U.S. regulators have told Merck & Co they cannot yet approve Merck’s application to expand marketing of its cervical cancer vaccine Gardasil to an older group of women, the drugmaker said on Wednesday.

Merck had applied for the use of Gardasil in women ages 27 through 45. The U.S. Food and Drug Administration said in a letter regarding the application that it has completed its review and there are “issues” that preclude approval within the expected review time frame, Merck said.

Merck said it also failed to win FDA approval to expand Gardasil to protect against more strains of the Human Papillomavirus that causes cervical cancer. The company for now is dropping plans to pursue that expansion, a spokeswoman said.

Shares of the New Jersey-based drug maker, which also reiterated its long-term revenue and earnings targets, fell 1.2 percent in morning trading.
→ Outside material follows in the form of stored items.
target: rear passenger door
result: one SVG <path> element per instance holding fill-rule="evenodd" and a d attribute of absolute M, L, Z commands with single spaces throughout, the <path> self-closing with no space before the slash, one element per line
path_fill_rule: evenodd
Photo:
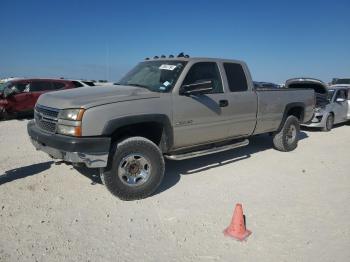
<path fill-rule="evenodd" d="M 230 137 L 250 135 L 256 125 L 257 95 L 249 89 L 246 72 L 241 64 L 223 62 L 221 66 L 226 76 L 227 110 L 231 121 L 228 134 Z"/>

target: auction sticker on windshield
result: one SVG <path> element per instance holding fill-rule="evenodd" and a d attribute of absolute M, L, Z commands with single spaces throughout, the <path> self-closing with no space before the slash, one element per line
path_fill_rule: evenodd
<path fill-rule="evenodd" d="M 176 68 L 176 65 L 161 65 L 159 69 L 161 70 L 171 70 L 173 71 Z"/>

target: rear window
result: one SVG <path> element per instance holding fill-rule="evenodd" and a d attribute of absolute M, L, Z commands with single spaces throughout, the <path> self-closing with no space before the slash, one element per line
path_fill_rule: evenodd
<path fill-rule="evenodd" d="M 240 64 L 224 63 L 228 86 L 231 92 L 248 90 L 247 78 Z"/>
<path fill-rule="evenodd" d="M 62 82 L 53 82 L 54 89 L 62 89 L 66 86 L 65 83 Z"/>
<path fill-rule="evenodd" d="M 72 83 L 73 83 L 73 85 L 75 86 L 75 87 L 82 87 L 83 85 L 80 83 L 80 82 L 78 82 L 78 81 L 72 81 Z"/>
<path fill-rule="evenodd" d="M 88 86 L 95 86 L 95 83 L 92 81 L 83 81 L 83 83 L 88 85 Z"/>
<path fill-rule="evenodd" d="M 52 82 L 48 82 L 48 81 L 33 81 L 30 84 L 30 91 L 31 92 L 39 92 L 39 91 L 46 91 L 46 90 L 55 90 Z"/>

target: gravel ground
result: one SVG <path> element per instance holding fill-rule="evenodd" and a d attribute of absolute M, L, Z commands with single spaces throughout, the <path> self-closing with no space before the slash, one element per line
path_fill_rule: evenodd
<path fill-rule="evenodd" d="M 0 122 L 0 261 L 350 261 L 350 126 L 166 162 L 152 197 L 123 202 L 96 172 L 36 152 Z M 242 203 L 246 242 L 224 237 Z"/>

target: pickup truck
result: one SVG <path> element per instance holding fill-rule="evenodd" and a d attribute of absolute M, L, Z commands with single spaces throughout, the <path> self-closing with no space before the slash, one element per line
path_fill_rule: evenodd
<path fill-rule="evenodd" d="M 37 150 L 99 168 L 112 194 L 134 200 L 157 190 L 164 158 L 243 147 L 262 133 L 294 150 L 314 106 L 312 89 L 255 89 L 241 61 L 155 57 L 114 85 L 40 96 L 27 129 Z"/>

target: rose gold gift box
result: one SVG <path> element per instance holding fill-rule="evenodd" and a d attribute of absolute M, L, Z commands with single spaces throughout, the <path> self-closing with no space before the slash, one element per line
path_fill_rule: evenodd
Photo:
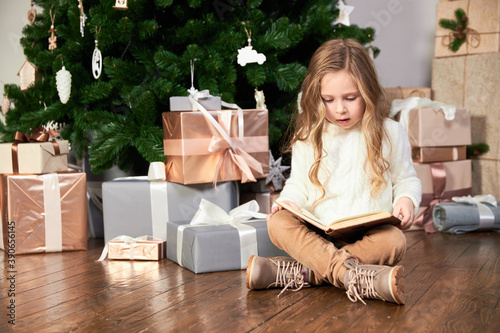
<path fill-rule="evenodd" d="M 439 202 L 451 201 L 452 197 L 471 194 L 471 160 L 442 163 L 413 163 L 422 181 L 422 201 L 416 214 L 415 225 L 427 232 L 435 232 L 432 210 Z"/>
<path fill-rule="evenodd" d="M 467 147 L 413 147 L 413 162 L 449 162 L 461 161 L 467 157 Z"/>
<path fill-rule="evenodd" d="M 163 240 L 137 240 L 133 245 L 115 240 L 108 242 L 108 259 L 161 260 L 166 257 L 167 242 Z"/>
<path fill-rule="evenodd" d="M 446 120 L 444 113 L 432 108 L 410 110 L 408 138 L 412 147 L 449 147 L 471 144 L 469 109 L 457 108 L 455 119 Z"/>
<path fill-rule="evenodd" d="M 218 123 L 230 113 L 230 123 L 222 126 L 230 127 L 231 140 L 262 167 L 262 172 L 251 169 L 253 176 L 266 178 L 269 175 L 268 111 L 243 110 L 243 142 L 238 140 L 236 110 L 208 112 Z M 214 145 L 213 139 L 218 143 Z M 234 156 L 230 156 L 229 145 L 201 112 L 164 112 L 163 146 L 167 157 L 167 181 L 199 184 L 242 180 L 242 171 L 234 162 Z"/>
<path fill-rule="evenodd" d="M 87 249 L 85 173 L 0 175 L 0 189 L 0 248 L 15 254 Z"/>

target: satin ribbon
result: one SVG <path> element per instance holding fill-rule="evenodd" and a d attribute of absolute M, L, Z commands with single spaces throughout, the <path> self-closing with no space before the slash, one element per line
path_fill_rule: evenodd
<path fill-rule="evenodd" d="M 257 231 L 254 227 L 245 223 L 252 222 L 251 218 L 262 219 L 267 215 L 259 213 L 259 204 L 251 200 L 241 206 L 232 209 L 229 214 L 219 206 L 208 200 L 202 199 L 200 207 L 190 224 L 180 225 L 177 229 L 177 263 L 182 265 L 183 234 L 186 228 L 207 225 L 231 225 L 238 230 L 240 238 L 240 267 L 246 268 L 248 258 L 258 255 Z"/>
<path fill-rule="evenodd" d="M 62 251 L 61 191 L 57 173 L 43 175 L 45 251 Z"/>
<path fill-rule="evenodd" d="M 16 134 L 14 134 L 14 143 L 12 143 L 11 149 L 12 149 L 12 173 L 19 173 L 19 159 L 17 156 L 18 149 L 17 145 L 20 143 L 33 143 L 33 142 L 48 142 L 49 139 L 58 136 L 59 133 L 55 130 L 49 130 L 47 131 L 43 127 L 37 127 L 33 131 L 31 131 L 31 134 L 25 134 L 22 132 L 17 131 Z M 54 147 L 54 153 L 56 155 L 59 155 L 61 153 L 59 149 L 59 144 L 55 141 L 52 141 L 52 146 Z"/>
<path fill-rule="evenodd" d="M 214 173 L 213 183 L 214 186 L 217 185 L 217 178 L 224 163 L 224 160 L 229 156 L 231 160 L 238 166 L 241 170 L 241 182 L 245 183 L 248 181 L 256 181 L 250 168 L 256 170 L 257 172 L 263 173 L 262 165 L 251 155 L 246 153 L 243 149 L 238 147 L 238 144 L 234 142 L 229 136 L 230 126 L 231 126 L 231 111 L 219 111 L 218 118 L 219 122 L 197 101 L 195 101 L 191 96 L 189 96 L 191 103 L 196 104 L 199 111 L 203 113 L 206 119 L 215 127 L 215 129 L 220 133 L 224 140 L 221 138 L 213 136 L 212 141 L 209 144 L 209 152 L 220 153 L 219 160 L 217 161 L 217 166 Z M 224 127 L 225 128 L 224 128 Z M 241 135 L 241 130 L 239 131 Z"/>
<path fill-rule="evenodd" d="M 495 214 L 491 209 L 485 205 L 485 203 L 497 207 L 497 199 L 491 194 L 488 195 L 476 195 L 471 197 L 470 195 L 466 197 L 453 197 L 451 198 L 454 202 L 467 203 L 471 205 L 477 205 L 479 211 L 479 228 L 477 230 L 491 230 L 495 223 Z"/>
<path fill-rule="evenodd" d="M 114 180 L 147 180 L 151 200 L 151 223 L 153 236 L 167 239 L 168 214 L 168 182 L 165 181 L 165 163 L 152 162 L 148 176 L 119 177 Z"/>
<path fill-rule="evenodd" d="M 434 206 L 439 202 L 451 200 L 443 198 L 444 189 L 446 187 L 446 170 L 444 169 L 443 163 L 431 163 L 430 167 L 433 198 L 429 202 L 424 212 L 417 216 L 417 218 L 415 219 L 415 223 L 421 223 L 424 226 L 426 232 L 434 233 L 437 231 L 437 229 L 434 227 L 434 224 L 432 223 L 432 210 L 434 209 Z"/>
<path fill-rule="evenodd" d="M 165 163 L 149 164 L 148 181 L 151 196 L 151 217 L 153 219 L 153 235 L 167 239 L 168 217 L 168 183 Z"/>
<path fill-rule="evenodd" d="M 193 111 L 198 111 L 198 110 L 202 111 L 202 108 L 206 111 L 206 109 L 200 103 L 198 103 L 198 100 L 208 98 L 208 97 L 213 97 L 212 95 L 210 95 L 210 92 L 208 90 L 198 91 L 194 87 L 191 87 L 191 89 L 189 89 L 188 92 L 189 92 L 189 97 L 191 97 L 196 102 L 196 103 L 193 103 L 193 101 L 191 99 L 189 100 L 191 102 L 191 105 L 193 106 Z M 227 102 L 224 102 L 222 100 L 221 100 L 221 105 L 223 107 L 226 107 L 229 109 L 238 110 L 238 138 L 240 141 L 243 142 L 244 137 L 245 137 L 243 110 L 237 104 L 227 103 Z"/>
<path fill-rule="evenodd" d="M 406 132 L 408 132 L 408 117 L 410 111 L 422 107 L 432 108 L 436 112 L 442 111 L 444 118 L 449 121 L 455 119 L 455 113 L 457 110 L 454 105 L 433 101 L 426 97 L 409 97 L 406 99 L 393 100 L 389 117 L 394 117 L 398 114 L 398 112 L 401 112 L 399 122 Z"/>
<path fill-rule="evenodd" d="M 107 255 L 108 255 L 108 251 L 109 251 L 109 243 L 110 242 L 123 242 L 123 248 L 129 248 L 129 253 L 130 253 L 130 257 L 129 259 L 130 260 L 134 260 L 134 249 L 135 249 L 135 245 L 139 242 L 148 242 L 148 241 L 153 241 L 154 243 L 158 243 L 158 242 L 163 242 L 163 240 L 161 240 L 160 238 L 158 237 L 153 237 L 153 236 L 139 236 L 139 237 L 136 237 L 136 238 L 133 238 L 133 237 L 130 237 L 130 236 L 126 236 L 126 235 L 121 235 L 121 236 L 117 236 L 115 238 L 113 238 L 112 240 L 110 240 L 105 246 L 104 246 L 104 249 L 102 250 L 102 253 L 101 253 L 101 256 L 99 257 L 99 259 L 97 261 L 103 261 L 104 259 L 106 259 Z M 151 249 L 152 251 L 153 249 Z M 150 254 L 151 251 L 148 253 Z M 146 254 L 147 255 L 147 254 Z"/>

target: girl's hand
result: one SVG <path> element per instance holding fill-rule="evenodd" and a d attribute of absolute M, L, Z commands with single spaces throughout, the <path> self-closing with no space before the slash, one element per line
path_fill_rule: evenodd
<path fill-rule="evenodd" d="M 293 201 L 288 201 L 288 200 L 283 200 L 284 203 L 287 203 L 289 204 L 290 206 L 294 207 L 295 209 L 297 209 L 298 211 L 302 211 L 300 209 L 299 206 L 297 206 L 295 204 L 295 202 Z M 271 219 L 271 217 L 276 214 L 277 212 L 279 212 L 280 210 L 282 210 L 283 207 L 281 207 L 280 205 L 274 205 L 273 208 L 271 209 L 271 213 L 269 213 L 267 216 L 266 216 L 266 221 L 269 223 L 269 220 Z"/>
<path fill-rule="evenodd" d="M 399 198 L 394 205 L 392 215 L 401 220 L 399 228 L 401 230 L 410 229 L 415 220 L 415 207 L 413 201 L 408 197 Z"/>

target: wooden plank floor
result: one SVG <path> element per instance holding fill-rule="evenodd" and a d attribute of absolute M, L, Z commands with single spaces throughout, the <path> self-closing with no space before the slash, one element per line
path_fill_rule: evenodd
<path fill-rule="evenodd" d="M 405 306 L 352 303 L 331 286 L 278 298 L 248 291 L 245 271 L 194 274 L 170 260 L 97 262 L 95 239 L 89 251 L 16 256 L 9 297 L 3 253 L 0 332 L 500 332 L 500 233 L 406 235 Z"/>

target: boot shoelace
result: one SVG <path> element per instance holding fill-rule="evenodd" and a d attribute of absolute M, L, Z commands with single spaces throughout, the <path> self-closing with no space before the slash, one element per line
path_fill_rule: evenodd
<path fill-rule="evenodd" d="M 375 271 L 361 269 L 355 266 L 349 269 L 346 274 L 349 274 L 346 294 L 352 302 L 357 302 L 359 300 L 366 305 L 363 298 L 382 299 L 375 291 L 373 283 Z"/>
<path fill-rule="evenodd" d="M 293 291 L 298 291 L 302 289 L 302 287 L 309 285 L 309 283 L 305 282 L 306 272 L 302 270 L 302 265 L 299 262 L 274 261 L 274 263 L 278 266 L 276 270 L 276 281 L 271 283 L 269 287 L 283 287 L 278 297 L 288 288 L 294 288 L 292 289 Z"/>

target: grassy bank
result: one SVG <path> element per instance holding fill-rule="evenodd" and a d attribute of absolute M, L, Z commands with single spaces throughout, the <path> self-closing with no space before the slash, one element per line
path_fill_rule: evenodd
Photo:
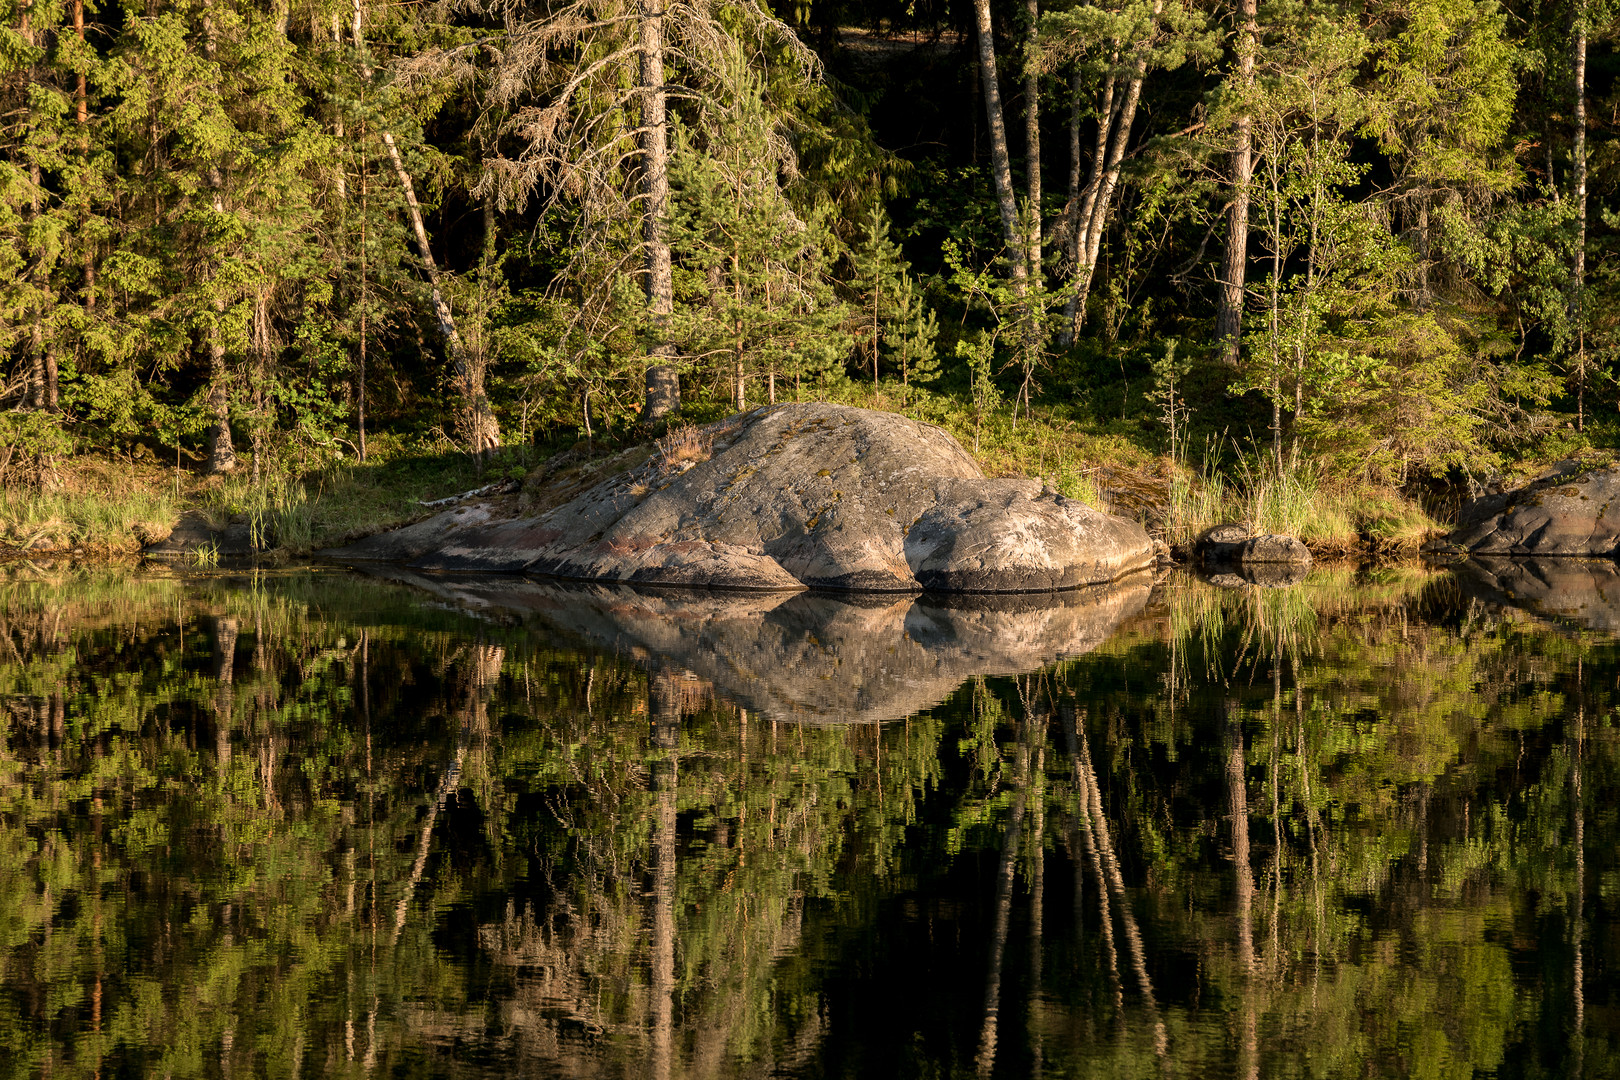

Gardasil, approved in June 2006 for preventing cervical cancer and genital warts in females ages 9-26, has been one of Merck’s most successful newer products and has helped the company recover after the 2004 withdrawal of its Vioxx arthritis treatment.

The Gardasil setbacks could raise concerns about the degree of growth that Merck can hope to achieve with the product, which is the world’s first vaccine to prevent cervical cancer.

A Merck spokeswoman said the agency has specific questions regarding Gardasil’s effectiveness in this older age group.

The company said it had already discussed the questions with the FDA and expects to respond to the agency in July.

“Once we go back to the FDA, we’ll have a better sense of what the review timing looks like,” spokeswoman Amy Rose said.

The letter does not affect Gardasil’s current approval for females ages 9 to 26, Merck said.

Global sales of Gardasil rose 7 percent in the first quarter to $390 million. Cowen and Co has predicted annual sales of the vaccine would reach $1.9 billion in 2008 and jump to $3 billion by 2012.

Gardasil has benefited from lengthy delays in approval of GlaxoSmithKline’s rival Cervarix vaccine. The FDA in December issued a complete response letter for Cervarix, meaning it had completed its review of the product but had further questions about it.

Merck shares fell 43 cents to $36.60 in morning trading on the New York Stock Exchange.